Roland’s a bit underwhelmed with the Companions.
Thus far, they’ve sent him on fetch quests and menial labor- clear this fort of bandits, get that sword from giants- easy, peasy stuff. He barely breaks a sweat. He admits to some slight appreciation for Farkas apparently being a werewolf; seeing the Shield-Brother tear through an entire squad of Silver Hand warriors was impressive, but with his silver greatsword, Roland’s willing to bet any amount of money that he could take the werewolf on and get a new fur hood in the bargain.
But the Companion did vouch for him, so…
And what the heck does Skjor want to meet him for in the middle of the night, anyway?
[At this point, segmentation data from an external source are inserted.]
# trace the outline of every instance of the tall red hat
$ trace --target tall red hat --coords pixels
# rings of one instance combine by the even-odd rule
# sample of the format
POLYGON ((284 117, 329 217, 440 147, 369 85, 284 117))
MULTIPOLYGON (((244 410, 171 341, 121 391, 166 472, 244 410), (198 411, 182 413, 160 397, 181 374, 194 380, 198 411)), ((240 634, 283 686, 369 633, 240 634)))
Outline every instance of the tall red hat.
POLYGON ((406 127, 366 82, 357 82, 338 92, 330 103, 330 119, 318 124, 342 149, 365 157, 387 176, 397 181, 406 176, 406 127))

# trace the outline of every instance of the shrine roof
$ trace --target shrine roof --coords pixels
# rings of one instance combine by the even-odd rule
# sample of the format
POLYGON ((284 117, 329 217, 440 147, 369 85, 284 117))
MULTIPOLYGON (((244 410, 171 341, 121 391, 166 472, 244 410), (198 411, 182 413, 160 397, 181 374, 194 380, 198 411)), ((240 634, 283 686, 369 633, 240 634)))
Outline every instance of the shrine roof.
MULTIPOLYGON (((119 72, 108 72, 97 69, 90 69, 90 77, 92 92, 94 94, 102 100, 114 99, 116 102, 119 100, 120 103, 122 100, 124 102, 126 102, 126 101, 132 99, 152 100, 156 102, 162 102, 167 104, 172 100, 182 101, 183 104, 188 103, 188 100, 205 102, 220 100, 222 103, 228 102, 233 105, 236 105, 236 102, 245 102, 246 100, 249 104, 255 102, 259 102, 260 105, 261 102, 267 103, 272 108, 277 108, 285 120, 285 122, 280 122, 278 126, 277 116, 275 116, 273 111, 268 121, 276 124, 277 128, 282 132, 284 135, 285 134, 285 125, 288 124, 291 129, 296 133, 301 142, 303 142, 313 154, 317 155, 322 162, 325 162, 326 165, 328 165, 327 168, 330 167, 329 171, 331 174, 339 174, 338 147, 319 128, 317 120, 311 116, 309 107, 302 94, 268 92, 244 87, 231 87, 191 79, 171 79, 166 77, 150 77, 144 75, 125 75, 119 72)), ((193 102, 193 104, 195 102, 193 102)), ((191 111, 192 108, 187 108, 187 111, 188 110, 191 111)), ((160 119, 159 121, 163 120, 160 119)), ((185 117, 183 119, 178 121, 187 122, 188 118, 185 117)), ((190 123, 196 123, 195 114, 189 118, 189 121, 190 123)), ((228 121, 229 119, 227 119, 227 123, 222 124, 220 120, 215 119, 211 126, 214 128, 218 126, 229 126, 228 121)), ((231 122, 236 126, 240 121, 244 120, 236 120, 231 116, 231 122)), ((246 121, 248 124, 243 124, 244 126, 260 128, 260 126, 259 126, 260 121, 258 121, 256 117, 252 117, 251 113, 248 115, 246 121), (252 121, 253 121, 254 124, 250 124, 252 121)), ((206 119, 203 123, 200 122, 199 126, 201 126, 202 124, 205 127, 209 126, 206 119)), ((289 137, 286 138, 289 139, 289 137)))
Meanwhile, Hark set forth into Ridgewood, eager and ready to start her new life as a hero.
She was promptly mauled to death by a pack of wolves.
I mean, er, she successfully defeated a pack of wolves and found herself inside the town proper, where the local merchant lamented that some bandits had made off with his prized golden claw, and was willing to pay to see it returned. Hark rejoiced! Her first quest was upon her!
Eager to prove herself, she set out that very day for the ancient barrow that the bandits had taken refuge in. Halfway up the mountain, she found a small tower, and a trio of nefarious ne’er-do-wells blocking her path. With a prayer to Stendarr, the Khajit paladin hurled herself against her humanoid foes-
And promptly got the piss beaten out of her.
I mean, uh, she hurled herself against the bandits and got completely trashed.
Wait, no, I mean that she got her tail whipped-
-she got her ass kicked-
-she got her pelt skinned-
-she got turned into a rug-
-she took advantage of the terrain and picked apart the bandits one by one, leaving them crushed and dead in her wake.
And then she retreated to Ridgewood because dude, those three bandits? How tough they were? Okay, yeah, no, Hark needs to train on how to be a better fighter because that was tough as claws. And she should know, because she has claws.
Hark’s a terrible fighter, is what I’m trying to say.
A terrible, terrible fighter.
Divines help her and her horrible, horrible fighting ability.
Skyrim is stable enough to survive streaming to Twitch.